1) What are you saving or investing for and what is your timescale? The advice saving for retirement (where you will have to invest in equities via a SIPP or S&S ISA) is very different to that saving for a house deposit in 3-5 years time (where you will probably want to keep the majority in cash or take advantage of a Help to Buy ISA).

2) Do you have any emergency savings? Often the markets will crash at the most inconvenient time, there's nothing worse than selling your investments at a loss to cover an unforeseen expense.

3) What is your attitude to risk? How would you feel if your investments feel in value by 20-30%? How about 50%? What would you do? Keep buying more or sell your holdings?

(Original post by KingNotorious)
I heard real-estate in Spain is doing alright
By the time a regular investor "hears" of such an investment tip the opportunity will have almost certainly have passed or the "edge" gone (Bitcoin being a great recent example).

If you haven't got this already, I would first recommend looking into proper education into the actual investment strategies and other methods to ensure your losses are minimised and such.

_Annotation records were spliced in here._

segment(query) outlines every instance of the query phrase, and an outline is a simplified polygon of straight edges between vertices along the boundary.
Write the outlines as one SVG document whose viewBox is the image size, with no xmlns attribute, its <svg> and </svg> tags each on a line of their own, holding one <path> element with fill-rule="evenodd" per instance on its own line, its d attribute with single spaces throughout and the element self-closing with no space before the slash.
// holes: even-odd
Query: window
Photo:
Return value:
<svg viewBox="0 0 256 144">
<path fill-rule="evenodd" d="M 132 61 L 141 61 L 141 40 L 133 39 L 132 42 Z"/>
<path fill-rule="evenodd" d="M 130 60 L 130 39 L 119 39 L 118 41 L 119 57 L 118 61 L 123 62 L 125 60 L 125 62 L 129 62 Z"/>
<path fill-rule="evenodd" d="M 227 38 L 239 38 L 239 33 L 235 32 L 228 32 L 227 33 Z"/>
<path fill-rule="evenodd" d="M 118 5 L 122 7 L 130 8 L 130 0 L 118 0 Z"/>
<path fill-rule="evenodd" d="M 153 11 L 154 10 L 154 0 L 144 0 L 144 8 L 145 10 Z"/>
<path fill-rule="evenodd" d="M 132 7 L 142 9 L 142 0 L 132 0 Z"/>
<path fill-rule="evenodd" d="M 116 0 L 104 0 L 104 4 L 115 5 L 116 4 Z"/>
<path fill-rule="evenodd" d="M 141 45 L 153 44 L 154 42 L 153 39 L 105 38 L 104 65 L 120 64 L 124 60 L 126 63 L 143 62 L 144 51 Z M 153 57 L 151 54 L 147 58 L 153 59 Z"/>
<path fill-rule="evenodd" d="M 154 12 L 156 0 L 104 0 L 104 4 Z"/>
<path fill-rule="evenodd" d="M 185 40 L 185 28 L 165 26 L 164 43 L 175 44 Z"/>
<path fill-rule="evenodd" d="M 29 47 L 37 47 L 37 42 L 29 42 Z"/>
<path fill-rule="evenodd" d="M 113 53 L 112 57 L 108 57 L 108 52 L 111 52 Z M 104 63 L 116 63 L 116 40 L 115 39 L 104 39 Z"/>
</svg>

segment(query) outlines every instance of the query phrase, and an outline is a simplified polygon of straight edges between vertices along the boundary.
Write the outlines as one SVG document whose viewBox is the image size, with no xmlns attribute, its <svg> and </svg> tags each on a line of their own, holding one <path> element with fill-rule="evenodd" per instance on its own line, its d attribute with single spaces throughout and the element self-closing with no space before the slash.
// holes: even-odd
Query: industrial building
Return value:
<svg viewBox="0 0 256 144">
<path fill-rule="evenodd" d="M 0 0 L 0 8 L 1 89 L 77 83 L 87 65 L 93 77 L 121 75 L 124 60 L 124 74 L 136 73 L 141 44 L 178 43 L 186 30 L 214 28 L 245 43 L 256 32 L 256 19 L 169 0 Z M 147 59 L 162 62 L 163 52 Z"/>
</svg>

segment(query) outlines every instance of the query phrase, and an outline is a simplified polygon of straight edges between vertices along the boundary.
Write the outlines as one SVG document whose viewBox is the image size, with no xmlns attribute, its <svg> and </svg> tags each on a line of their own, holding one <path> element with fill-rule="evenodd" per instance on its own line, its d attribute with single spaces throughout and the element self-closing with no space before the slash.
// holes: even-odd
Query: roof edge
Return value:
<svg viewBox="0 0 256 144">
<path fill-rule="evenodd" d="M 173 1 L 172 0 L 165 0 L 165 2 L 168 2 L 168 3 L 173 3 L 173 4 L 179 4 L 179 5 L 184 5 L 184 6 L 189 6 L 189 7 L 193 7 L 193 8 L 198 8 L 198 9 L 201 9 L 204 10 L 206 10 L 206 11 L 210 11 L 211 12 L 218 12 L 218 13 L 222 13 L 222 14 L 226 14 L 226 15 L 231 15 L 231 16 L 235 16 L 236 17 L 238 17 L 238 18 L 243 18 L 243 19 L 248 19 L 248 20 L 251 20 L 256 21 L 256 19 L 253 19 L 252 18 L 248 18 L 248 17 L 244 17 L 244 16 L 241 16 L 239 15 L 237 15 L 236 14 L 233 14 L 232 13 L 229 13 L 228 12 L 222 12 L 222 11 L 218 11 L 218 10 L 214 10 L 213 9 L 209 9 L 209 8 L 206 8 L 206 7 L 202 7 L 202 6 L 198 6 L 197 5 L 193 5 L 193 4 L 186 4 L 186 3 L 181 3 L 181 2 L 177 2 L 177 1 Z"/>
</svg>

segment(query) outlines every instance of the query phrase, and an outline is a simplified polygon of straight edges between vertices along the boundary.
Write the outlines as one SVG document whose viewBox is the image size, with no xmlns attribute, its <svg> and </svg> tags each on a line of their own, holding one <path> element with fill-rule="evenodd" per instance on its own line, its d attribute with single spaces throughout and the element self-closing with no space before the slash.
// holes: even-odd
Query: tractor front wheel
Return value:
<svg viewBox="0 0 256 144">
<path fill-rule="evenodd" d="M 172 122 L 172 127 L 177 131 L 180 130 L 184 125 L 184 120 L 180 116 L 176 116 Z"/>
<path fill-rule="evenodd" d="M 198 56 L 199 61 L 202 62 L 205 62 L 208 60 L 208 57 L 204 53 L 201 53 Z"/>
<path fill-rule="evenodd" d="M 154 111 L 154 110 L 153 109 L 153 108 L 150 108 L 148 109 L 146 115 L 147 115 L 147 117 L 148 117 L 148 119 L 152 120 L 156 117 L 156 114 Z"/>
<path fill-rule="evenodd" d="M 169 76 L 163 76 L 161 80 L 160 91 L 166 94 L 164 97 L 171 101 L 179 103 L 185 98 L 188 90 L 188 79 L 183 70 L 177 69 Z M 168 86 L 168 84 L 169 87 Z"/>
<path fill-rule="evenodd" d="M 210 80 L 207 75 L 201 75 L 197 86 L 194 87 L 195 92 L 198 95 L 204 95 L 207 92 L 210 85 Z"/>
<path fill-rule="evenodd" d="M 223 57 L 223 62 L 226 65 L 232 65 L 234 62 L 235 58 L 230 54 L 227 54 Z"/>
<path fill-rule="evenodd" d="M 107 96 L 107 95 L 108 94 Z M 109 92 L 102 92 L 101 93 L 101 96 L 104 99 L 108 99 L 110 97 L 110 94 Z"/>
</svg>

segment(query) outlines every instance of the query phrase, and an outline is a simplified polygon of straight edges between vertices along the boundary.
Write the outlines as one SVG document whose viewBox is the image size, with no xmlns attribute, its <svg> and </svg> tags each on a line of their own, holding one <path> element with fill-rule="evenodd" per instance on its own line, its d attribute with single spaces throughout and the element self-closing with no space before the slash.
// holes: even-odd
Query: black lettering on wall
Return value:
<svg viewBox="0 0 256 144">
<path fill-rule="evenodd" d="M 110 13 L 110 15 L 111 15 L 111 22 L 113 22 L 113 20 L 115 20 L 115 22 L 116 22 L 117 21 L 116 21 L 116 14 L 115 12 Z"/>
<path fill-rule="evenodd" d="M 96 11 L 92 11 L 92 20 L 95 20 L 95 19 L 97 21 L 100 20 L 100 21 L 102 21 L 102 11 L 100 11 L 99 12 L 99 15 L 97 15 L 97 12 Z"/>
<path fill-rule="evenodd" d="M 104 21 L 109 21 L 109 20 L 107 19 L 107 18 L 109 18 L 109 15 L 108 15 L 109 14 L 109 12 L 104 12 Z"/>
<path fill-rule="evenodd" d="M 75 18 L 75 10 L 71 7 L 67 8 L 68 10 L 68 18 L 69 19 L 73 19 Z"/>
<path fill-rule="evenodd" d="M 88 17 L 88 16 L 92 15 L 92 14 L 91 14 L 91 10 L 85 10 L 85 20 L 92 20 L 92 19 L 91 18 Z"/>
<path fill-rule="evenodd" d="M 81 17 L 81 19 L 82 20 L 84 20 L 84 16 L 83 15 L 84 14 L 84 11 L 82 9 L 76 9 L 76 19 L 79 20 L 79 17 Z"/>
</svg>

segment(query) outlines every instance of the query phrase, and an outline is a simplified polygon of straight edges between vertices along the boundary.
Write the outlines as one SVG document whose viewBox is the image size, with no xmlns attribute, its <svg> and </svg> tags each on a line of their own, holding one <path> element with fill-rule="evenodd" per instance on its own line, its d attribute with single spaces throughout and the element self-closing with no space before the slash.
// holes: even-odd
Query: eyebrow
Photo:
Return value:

I recommend to look up ITPM as they provide good knowledge that professional traders use to raise capital, as well as the correct trading discipline that is required (Their courses are a bit costly though so keep that in mind). It's all about finding what works for you though if you are planning to be in this for a long term so look around for courses and mentors that aren't scammers or anything.
The vast majority of investors would see better returns investing in low cost index trackers via tax efficient accounts (eg; SIPPs, S&S ISAs).

There are a number of free and readily accessible resources (eg; Monevator Blog, MoneySavignExpert Forums, BogleHead Forum) or cheap books (eg; Investing Demystified, Coffeehouse Investor, Millionaire Teacher, Common Sense on Mutual Funds).

Trading in commodities, currencies or individual shares is incredibly risky, far riskier than investing in a broadly diversified equity portfolio.

The likes of iML and ITPM exploit the ignorance of regular investors by overemphasise the ease of generating a profit while vastly understating the risks. If they were "that good" at what they do they wouldn't be selling tips, charge membership fees or charging for "training" or mentoring.